En ce qui concerne le risque de dépendance, nous évitons, si cela est possible, d'avoir des parts de marché trop importantes concentrées sur un même fournisseur. Nous essayons surtout de faire grandir nos fournisseurs en leur permettant de développer du business avec d'autres groupes. Et si le risque de dépendance est trop important, nous mettons en place des plans d'action.

> Parlons digitalisation. Où en êtes-vous ?

Nous avons la chance d'avoir chez Michelin un ERP standard qui couvre tous les pays. Cet ERP alimente des logiciels spécifiques aux achats ; nous travaillons avec Ivalua dont nous utilisons certaines briques comme suivi fournisseurs, savings, contract management, spent... Notre approche est, là aussi, mondiale, avec un système similaire dans tous les pays.

Nous avons encore de nombreux besoins à couvrir ; nous sommes en train de déployer des portails fournisseurs et des catalogues en ligne. Nos équipes travaillent actuellement sur ces sujets. Ainsi, nous venons de lancer en Europe, pour commencer, un système de réception des factures par PDF qui nous a permis d'abaisser les temps de réception et d'améliorer les délais de paiement. Nous visons 92 % des factures payées à temps car, ne rêvons pas, 100 % est impossible. Il y aura toujours des impondérables.

> Comment abordez-vous la question de la data ? L'utilisez-vous, par exemple, pour connaître la structure des coûts des produits que vous achetez ?

Pour les produits importants, en particulier les matières premières, nous avons une approche qui nous permet, pour chaque produit, de connaître le détail de son coût de fabrication. Connaître la structure des coûts permet de mieux négocier. En particulier, comme nous avons nous-mêmes des usines de produits semi-finis, nous avons une assez bonne idée de la structure du coût de certains produits. Les acheteurs doivent travailler à la fois sur les analyses marchés et les analyses de coût. Mais un bon acheteur doit aussi avoir un bon relationnel, être dans l'empathie, avoir l'intelligence des situations pour comprendre les intérêts de chacun, les déchiffrer, et répondre aux besoins.
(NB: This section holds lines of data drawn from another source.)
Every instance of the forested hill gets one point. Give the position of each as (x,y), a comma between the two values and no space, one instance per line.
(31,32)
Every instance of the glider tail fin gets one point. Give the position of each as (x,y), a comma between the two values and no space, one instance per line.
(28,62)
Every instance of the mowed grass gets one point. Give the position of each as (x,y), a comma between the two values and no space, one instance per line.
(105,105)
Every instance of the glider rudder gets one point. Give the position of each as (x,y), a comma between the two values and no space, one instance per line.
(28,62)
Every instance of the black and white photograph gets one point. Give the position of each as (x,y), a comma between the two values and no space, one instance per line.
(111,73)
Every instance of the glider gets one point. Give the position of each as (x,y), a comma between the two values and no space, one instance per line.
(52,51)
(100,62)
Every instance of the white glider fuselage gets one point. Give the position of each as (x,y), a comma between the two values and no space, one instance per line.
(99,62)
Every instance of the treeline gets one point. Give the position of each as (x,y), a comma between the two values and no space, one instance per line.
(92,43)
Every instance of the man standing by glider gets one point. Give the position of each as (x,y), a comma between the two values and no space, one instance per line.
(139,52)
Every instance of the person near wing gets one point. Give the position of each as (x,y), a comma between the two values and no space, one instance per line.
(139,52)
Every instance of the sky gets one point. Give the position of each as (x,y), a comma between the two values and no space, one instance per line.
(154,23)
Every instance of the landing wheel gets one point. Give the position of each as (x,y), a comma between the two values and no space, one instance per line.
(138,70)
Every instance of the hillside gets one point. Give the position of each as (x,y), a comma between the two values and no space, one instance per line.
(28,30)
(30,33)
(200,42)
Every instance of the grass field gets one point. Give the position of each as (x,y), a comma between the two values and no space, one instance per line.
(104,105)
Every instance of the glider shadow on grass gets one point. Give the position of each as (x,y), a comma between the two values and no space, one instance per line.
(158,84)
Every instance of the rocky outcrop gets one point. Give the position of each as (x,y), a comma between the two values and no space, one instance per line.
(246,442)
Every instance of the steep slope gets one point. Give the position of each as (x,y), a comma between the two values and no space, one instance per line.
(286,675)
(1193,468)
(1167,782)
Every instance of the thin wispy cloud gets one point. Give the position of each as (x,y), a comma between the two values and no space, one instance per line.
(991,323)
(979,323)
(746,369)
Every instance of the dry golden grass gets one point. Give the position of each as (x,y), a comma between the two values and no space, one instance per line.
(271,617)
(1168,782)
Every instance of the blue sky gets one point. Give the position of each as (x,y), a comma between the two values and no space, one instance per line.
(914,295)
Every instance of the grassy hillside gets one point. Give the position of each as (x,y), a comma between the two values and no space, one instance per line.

Le respect des fournisseurs est très important pour moi.

> Quel est votre prochain challenge ?

Certainement le contrôle de notre supply chain, et en particulier le respect par nos fournisseurs de nos valeurs RSE. Sur un autre plan, la direction générale de Michelin nous demande, depuis quelques années, d'aller plus loin sur d'autres sujets comme le challenge des spécifications elles-mêmes si nous jugeons qu'elles conduisent à des surcoûts.

Bio Luc Minguet Group Chief Procurement Officer chez Michelin

Nommé Chief Procurement Officer du groupe Michelin en septembre 2011, il pilote l'ensemble des achats du groupe dans le monde. Il a occupé plusieurs postes de cadre supérieur au sein de Michelin et d'autres entreprises internationales. Depuis septembre 2007, il était président de l'activité génie civil. Précédemment, il était directeur général de l'activité poids lourds de Michelin en Amérique du Nord.

Auparavant, il a travaillé pour le groupe Royal Dutch Shell dans divers pays dont la France, le Royaume-Uni, l'Espagne, les Pays-Bas, les États-Unis, l'Afrique de l'Ouest... Il y a occupé des fonctions de direction générale, des rôles financiers et a été responsable des fusions-acquisitions.

Après ces expériences et avant de rejoindre Michelin, il était membre du comité exécutif du groupe Valeo en charge du marché mondial de l'après-vente et de la distribution.

Diplômé d'une grande école d'ingénieurs, il possède un master en économie, un DESS en droit international et un certificat de corporate finance de la London Business School.